Research results were released that make a clearer understanding of the metabolic functions of obesity and its connection to Type 2 diabetes. Research studies are ongoing in regards to using this data about the protein mitoNEET in hopes of creating different medications for the treatment of diabetes.
The protein “mitoNEET” is a major part of the cell’s mitochondrion, which is the cell’s energy powerhouse. MitoNEET binds pioglitzaone (Actos TM) an insulin-sensitizing drug that is used in the treatment of Type 2 diabetes.
Dr. Philipp Scherer, Director of the Touchstone Center for Diabetes Research at UT Southwestern, headed a group of researchers in a recent multicenter study, the results of which were published in Nature Medicine, that found ways to manipulate mitoNEET. In this study, it indicated that this is the first time mitoNEET has been altered to expand fat tissue that allowed the study models (mice) to remain metabolically healthy. As the mitoNEET levels were elevated inside the fat cells of the mice, more fat was stored in the adipose tissue; thus, the toxic lipids were kept away from other types of cells. Due to this separation, and the resultant toxic lipids staying away from other cells, the results were a very obese (fat) mouse, but a metabolically healthy mouse (a mouse with no symptoms of Type 2 diabetes). In contrast, when mitoNEET levels were decreased, the mice lost weight but were unhealthy mice that developed pre-diabetic conditions, i.e., the inability to process glucose properly.
Dr. Scherer, senior author of the three-year study and Professor of Internal Medicine and Cell Biology at UTSW, stated: “The manipulation of mitochondrial activity in fat tissue is a very powerful approach to control how much excess energy we store in our bodies and where we store it. We have heretofore underestimated the importance of mitochondrial pathways in our fat cells and their influence on how we manage weight.”

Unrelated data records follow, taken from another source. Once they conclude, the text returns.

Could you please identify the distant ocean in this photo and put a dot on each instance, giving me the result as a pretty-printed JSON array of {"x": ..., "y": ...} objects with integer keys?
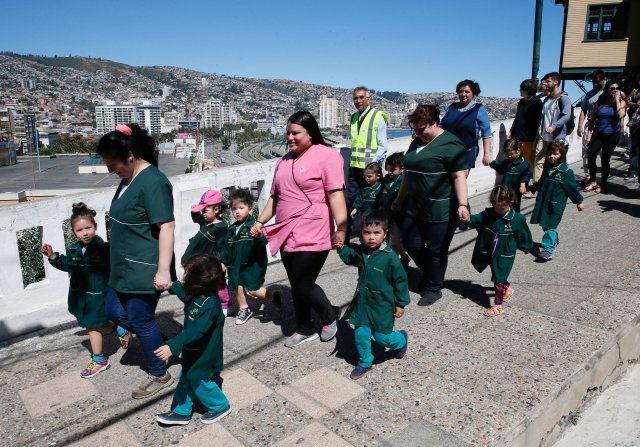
[{"x": 398, "y": 133}]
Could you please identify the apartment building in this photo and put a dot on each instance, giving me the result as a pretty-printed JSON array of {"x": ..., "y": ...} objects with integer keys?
[
  {"x": 147, "y": 115},
  {"x": 217, "y": 113},
  {"x": 110, "y": 115},
  {"x": 329, "y": 113}
]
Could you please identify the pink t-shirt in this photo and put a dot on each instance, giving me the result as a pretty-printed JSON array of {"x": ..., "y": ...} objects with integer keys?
[{"x": 303, "y": 218}]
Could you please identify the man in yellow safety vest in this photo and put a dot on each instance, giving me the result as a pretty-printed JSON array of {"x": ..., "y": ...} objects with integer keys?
[{"x": 368, "y": 141}]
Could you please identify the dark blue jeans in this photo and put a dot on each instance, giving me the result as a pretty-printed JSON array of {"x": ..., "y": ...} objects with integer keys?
[
  {"x": 136, "y": 312},
  {"x": 355, "y": 182},
  {"x": 428, "y": 245}
]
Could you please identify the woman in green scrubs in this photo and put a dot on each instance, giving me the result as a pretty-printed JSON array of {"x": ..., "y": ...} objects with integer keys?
[{"x": 142, "y": 225}]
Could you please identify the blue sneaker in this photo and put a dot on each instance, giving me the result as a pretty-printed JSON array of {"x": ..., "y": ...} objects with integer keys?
[
  {"x": 210, "y": 416},
  {"x": 359, "y": 371},
  {"x": 400, "y": 353},
  {"x": 171, "y": 418}
]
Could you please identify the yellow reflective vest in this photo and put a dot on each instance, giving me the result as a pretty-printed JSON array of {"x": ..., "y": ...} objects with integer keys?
[{"x": 364, "y": 140}]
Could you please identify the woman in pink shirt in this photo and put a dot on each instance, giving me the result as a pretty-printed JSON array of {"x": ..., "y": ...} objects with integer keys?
[{"x": 307, "y": 195}]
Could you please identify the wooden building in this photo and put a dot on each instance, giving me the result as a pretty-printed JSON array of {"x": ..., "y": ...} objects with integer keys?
[{"x": 600, "y": 34}]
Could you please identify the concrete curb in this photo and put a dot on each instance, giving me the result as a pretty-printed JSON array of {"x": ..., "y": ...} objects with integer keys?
[{"x": 544, "y": 425}]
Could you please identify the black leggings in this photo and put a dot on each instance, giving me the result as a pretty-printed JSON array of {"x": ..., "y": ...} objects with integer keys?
[
  {"x": 606, "y": 142},
  {"x": 303, "y": 268}
]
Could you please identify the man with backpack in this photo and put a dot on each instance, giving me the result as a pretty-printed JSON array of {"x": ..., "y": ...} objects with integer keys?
[{"x": 557, "y": 120}]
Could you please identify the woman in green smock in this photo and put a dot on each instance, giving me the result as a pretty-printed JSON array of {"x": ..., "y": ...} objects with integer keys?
[{"x": 142, "y": 225}]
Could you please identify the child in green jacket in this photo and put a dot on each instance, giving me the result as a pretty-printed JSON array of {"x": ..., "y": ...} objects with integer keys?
[
  {"x": 515, "y": 171},
  {"x": 501, "y": 232},
  {"x": 394, "y": 164},
  {"x": 245, "y": 257},
  {"x": 556, "y": 184},
  {"x": 381, "y": 295},
  {"x": 88, "y": 262},
  {"x": 211, "y": 237},
  {"x": 369, "y": 197},
  {"x": 200, "y": 343}
]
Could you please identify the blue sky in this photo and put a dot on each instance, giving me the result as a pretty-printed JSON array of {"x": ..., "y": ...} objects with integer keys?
[{"x": 408, "y": 46}]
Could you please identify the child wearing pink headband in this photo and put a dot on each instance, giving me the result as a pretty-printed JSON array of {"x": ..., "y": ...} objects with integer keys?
[{"x": 212, "y": 235}]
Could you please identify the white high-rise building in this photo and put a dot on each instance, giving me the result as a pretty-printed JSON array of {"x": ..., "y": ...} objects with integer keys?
[
  {"x": 217, "y": 113},
  {"x": 147, "y": 115},
  {"x": 109, "y": 116},
  {"x": 328, "y": 113}
]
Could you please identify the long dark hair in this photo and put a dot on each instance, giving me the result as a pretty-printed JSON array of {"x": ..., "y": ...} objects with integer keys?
[
  {"x": 306, "y": 120},
  {"x": 117, "y": 144}
]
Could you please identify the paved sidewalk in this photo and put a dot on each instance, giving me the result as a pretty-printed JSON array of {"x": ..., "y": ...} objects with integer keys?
[
  {"x": 466, "y": 379},
  {"x": 612, "y": 420}
]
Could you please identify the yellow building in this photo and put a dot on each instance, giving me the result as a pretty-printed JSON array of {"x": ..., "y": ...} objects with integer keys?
[{"x": 600, "y": 34}]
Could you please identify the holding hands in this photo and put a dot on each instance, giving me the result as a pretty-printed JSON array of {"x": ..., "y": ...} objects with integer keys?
[
  {"x": 256, "y": 229},
  {"x": 463, "y": 213},
  {"x": 162, "y": 281},
  {"x": 337, "y": 239},
  {"x": 47, "y": 250}
]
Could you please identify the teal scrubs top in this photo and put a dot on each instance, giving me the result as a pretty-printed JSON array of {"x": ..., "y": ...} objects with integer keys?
[{"x": 134, "y": 216}]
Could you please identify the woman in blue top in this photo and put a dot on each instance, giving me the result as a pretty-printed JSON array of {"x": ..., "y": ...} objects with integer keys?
[
  {"x": 468, "y": 120},
  {"x": 141, "y": 242},
  {"x": 605, "y": 126}
]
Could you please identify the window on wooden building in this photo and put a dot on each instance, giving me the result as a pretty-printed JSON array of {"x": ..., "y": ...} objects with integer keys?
[{"x": 607, "y": 22}]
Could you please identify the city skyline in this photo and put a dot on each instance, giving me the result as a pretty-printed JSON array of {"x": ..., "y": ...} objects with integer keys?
[{"x": 413, "y": 47}]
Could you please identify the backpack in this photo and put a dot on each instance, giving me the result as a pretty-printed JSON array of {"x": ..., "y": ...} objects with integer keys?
[{"x": 571, "y": 124}]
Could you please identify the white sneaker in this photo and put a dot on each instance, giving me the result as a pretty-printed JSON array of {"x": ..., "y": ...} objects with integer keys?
[
  {"x": 297, "y": 339},
  {"x": 243, "y": 316}
]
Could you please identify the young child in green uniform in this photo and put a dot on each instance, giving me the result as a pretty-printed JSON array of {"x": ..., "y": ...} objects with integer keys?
[
  {"x": 245, "y": 257},
  {"x": 369, "y": 197},
  {"x": 200, "y": 343},
  {"x": 501, "y": 233},
  {"x": 394, "y": 164},
  {"x": 88, "y": 262},
  {"x": 515, "y": 171},
  {"x": 556, "y": 184},
  {"x": 211, "y": 237},
  {"x": 381, "y": 295}
]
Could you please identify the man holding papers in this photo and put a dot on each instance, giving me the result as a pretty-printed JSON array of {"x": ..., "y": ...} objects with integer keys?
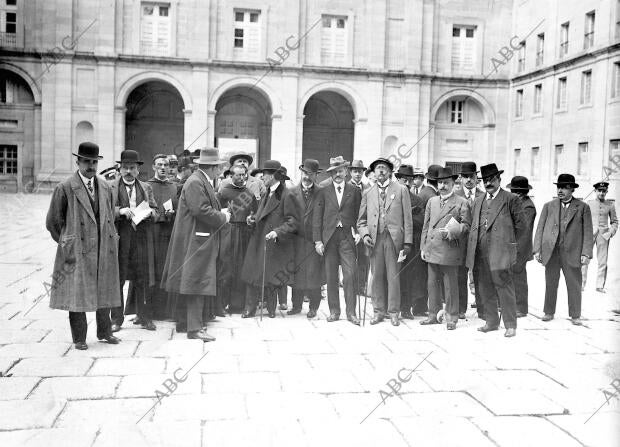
[{"x": 443, "y": 245}]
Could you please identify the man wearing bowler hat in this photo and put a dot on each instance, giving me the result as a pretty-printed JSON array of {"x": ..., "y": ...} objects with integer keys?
[
  {"x": 520, "y": 186},
  {"x": 80, "y": 219},
  {"x": 385, "y": 225},
  {"x": 492, "y": 249},
  {"x": 336, "y": 236},
  {"x": 564, "y": 242},
  {"x": 605, "y": 226}
]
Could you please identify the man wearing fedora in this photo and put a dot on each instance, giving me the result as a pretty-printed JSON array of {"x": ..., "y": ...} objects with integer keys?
[
  {"x": 520, "y": 186},
  {"x": 191, "y": 263},
  {"x": 605, "y": 226},
  {"x": 274, "y": 227},
  {"x": 309, "y": 271},
  {"x": 564, "y": 242},
  {"x": 336, "y": 236},
  {"x": 386, "y": 228},
  {"x": 470, "y": 190},
  {"x": 412, "y": 266},
  {"x": 80, "y": 219},
  {"x": 492, "y": 250},
  {"x": 443, "y": 245}
]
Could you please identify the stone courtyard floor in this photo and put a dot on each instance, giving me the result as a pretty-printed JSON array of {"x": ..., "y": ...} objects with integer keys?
[{"x": 294, "y": 382}]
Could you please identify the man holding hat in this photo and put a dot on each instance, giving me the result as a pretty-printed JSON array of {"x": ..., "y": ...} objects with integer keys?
[
  {"x": 85, "y": 275},
  {"x": 136, "y": 250},
  {"x": 191, "y": 263},
  {"x": 336, "y": 236},
  {"x": 564, "y": 242},
  {"x": 443, "y": 244},
  {"x": 519, "y": 185},
  {"x": 492, "y": 250},
  {"x": 386, "y": 228},
  {"x": 605, "y": 226}
]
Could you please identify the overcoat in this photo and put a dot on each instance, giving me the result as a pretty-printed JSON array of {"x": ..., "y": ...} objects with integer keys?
[
  {"x": 504, "y": 227},
  {"x": 191, "y": 262},
  {"x": 578, "y": 239},
  {"x": 86, "y": 267},
  {"x": 275, "y": 213}
]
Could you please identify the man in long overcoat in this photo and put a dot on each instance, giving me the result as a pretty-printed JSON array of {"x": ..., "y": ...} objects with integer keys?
[
  {"x": 81, "y": 220},
  {"x": 274, "y": 228},
  {"x": 191, "y": 263}
]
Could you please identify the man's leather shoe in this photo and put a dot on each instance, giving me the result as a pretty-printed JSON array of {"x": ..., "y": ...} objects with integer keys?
[
  {"x": 111, "y": 339},
  {"x": 353, "y": 319},
  {"x": 429, "y": 321},
  {"x": 510, "y": 332}
]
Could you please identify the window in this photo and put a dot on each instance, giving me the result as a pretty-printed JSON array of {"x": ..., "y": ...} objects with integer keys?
[
  {"x": 521, "y": 57},
  {"x": 537, "y": 99},
  {"x": 586, "y": 87},
  {"x": 155, "y": 29},
  {"x": 519, "y": 104},
  {"x": 564, "y": 39},
  {"x": 534, "y": 162},
  {"x": 588, "y": 33},
  {"x": 334, "y": 40},
  {"x": 561, "y": 100},
  {"x": 456, "y": 112},
  {"x": 8, "y": 159},
  {"x": 582, "y": 159},
  {"x": 557, "y": 159},
  {"x": 463, "y": 49},
  {"x": 540, "y": 49},
  {"x": 246, "y": 35}
]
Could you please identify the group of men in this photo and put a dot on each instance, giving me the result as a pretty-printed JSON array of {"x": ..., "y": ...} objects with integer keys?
[{"x": 195, "y": 244}]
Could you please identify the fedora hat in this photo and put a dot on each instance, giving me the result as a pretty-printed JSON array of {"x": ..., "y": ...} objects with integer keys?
[
  {"x": 489, "y": 170},
  {"x": 209, "y": 156},
  {"x": 310, "y": 166},
  {"x": 129, "y": 156},
  {"x": 236, "y": 157},
  {"x": 337, "y": 162},
  {"x": 468, "y": 168},
  {"x": 519, "y": 183},
  {"x": 89, "y": 151},
  {"x": 404, "y": 171},
  {"x": 383, "y": 160},
  {"x": 566, "y": 180}
]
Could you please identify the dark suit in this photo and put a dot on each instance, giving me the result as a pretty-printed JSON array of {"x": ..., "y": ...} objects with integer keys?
[
  {"x": 332, "y": 225},
  {"x": 492, "y": 253},
  {"x": 562, "y": 237}
]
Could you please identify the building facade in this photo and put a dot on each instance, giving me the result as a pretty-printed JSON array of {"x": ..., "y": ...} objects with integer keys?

With a healthy diet and exercise, the body hopefully stores fat in the white adipose tissue. Research indicates that by changing the components of mitochondria in fat calls can be an effective way to funnel extra calories to good locations. This would stop the bad effect on other organs of the body, like the liver, where fat would accumulate. Those working on the study stressed that the findings were not supposed to encourage obesity, even though the fat mice were considered to be metabolically healthy.
It is hoped that the results of this study can now be used in a clinical setting in the development of future treatments.
The study was funded by support from the National Institutes of Health, the American Heart Association, and fellowships from the Juvenile Diabetes Research Foundation and the Department of Defense.